世界で広がりゆく砂漠化の原因とは 地球温暖化との関係を知り土地再生に取り組もう

世界で広がりゆく砂漠化の原因とは 地球温暖化との関係を知り土地再生に取り組もう

砂漠化は現在も進行しており、人々が生活する土地を奪う深刻な問題となっています。
砂漠化の影響を受けやすい乾燥地域は地球の地表面積の約4割を占めており、今後も砂漠化や土地の劣化は進行すると予測されています。
この記事では砂漠化の背景と土地を再生するための取り組みについて紹介します。

砂漠化とは 〜砂漠化の要因と地球への影響〜
砂漠化とは

「乾燥、半乾燥および乾燥半湿潤地域における気候上の変動や人間活動を含むさまざまな要素に起因する土地の劣化」
と定義されています。

具体的には、それまで森林だったり農耕地だった土地が、植物が育ちにくい不毛の土地に変化することを指します。

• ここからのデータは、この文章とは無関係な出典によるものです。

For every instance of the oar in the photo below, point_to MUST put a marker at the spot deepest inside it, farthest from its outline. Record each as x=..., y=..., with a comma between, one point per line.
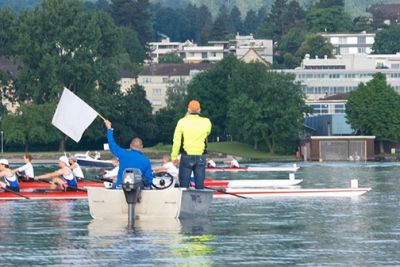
x=228, y=193
x=51, y=182
x=16, y=193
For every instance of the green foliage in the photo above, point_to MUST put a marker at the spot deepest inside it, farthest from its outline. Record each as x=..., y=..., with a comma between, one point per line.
x=8, y=32
x=315, y=45
x=170, y=58
x=268, y=107
x=211, y=89
x=373, y=109
x=30, y=124
x=387, y=41
x=332, y=19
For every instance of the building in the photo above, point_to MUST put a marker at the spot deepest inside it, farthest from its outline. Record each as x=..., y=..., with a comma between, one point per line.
x=157, y=78
x=350, y=43
x=339, y=148
x=203, y=54
x=243, y=43
x=158, y=49
x=322, y=77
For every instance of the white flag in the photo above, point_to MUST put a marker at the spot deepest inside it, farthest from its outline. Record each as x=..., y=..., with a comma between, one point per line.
x=73, y=115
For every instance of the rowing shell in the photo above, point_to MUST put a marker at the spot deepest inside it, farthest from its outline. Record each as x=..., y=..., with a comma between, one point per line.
x=293, y=168
x=273, y=193
x=207, y=182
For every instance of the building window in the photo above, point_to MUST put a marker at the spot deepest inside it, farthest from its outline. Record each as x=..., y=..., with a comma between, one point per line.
x=156, y=91
x=361, y=40
x=146, y=80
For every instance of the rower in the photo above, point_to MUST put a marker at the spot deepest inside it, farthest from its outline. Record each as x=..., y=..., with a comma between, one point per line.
x=76, y=169
x=10, y=179
x=234, y=164
x=211, y=164
x=63, y=178
x=25, y=172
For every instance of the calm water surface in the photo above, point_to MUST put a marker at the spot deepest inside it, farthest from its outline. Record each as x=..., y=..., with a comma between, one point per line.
x=363, y=231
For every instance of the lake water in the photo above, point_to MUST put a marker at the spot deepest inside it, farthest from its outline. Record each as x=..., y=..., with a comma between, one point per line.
x=363, y=231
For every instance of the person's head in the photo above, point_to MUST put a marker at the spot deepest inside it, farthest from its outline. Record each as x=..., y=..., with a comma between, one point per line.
x=63, y=161
x=27, y=158
x=3, y=164
x=136, y=144
x=166, y=158
x=72, y=160
x=194, y=107
x=115, y=162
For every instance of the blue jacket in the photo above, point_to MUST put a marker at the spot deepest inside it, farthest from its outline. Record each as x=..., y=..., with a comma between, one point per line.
x=130, y=159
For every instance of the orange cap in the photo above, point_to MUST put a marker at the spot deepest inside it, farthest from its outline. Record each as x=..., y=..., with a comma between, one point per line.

「砂漠」はサハラ砂漠やアラビア砂漠など一年間の雨量が大体200m未満の地域で植物が生育しにくく人間が生活するのも難しい地域と定義されています。1年を通じて雨の降り方に偏りがあるのも砂漠の特徴です。
一般的にイメージされる砂の砂漠だけでなく、土でできている土砂漠や石が多いレキ砂漠、大きい岩石が転がっている岩石砂漠などさまざまな砂漠があります。
そしてこの記事のテーマである「砂漠化」は正常だった土地が劣化して砂漠と似た状態になることです。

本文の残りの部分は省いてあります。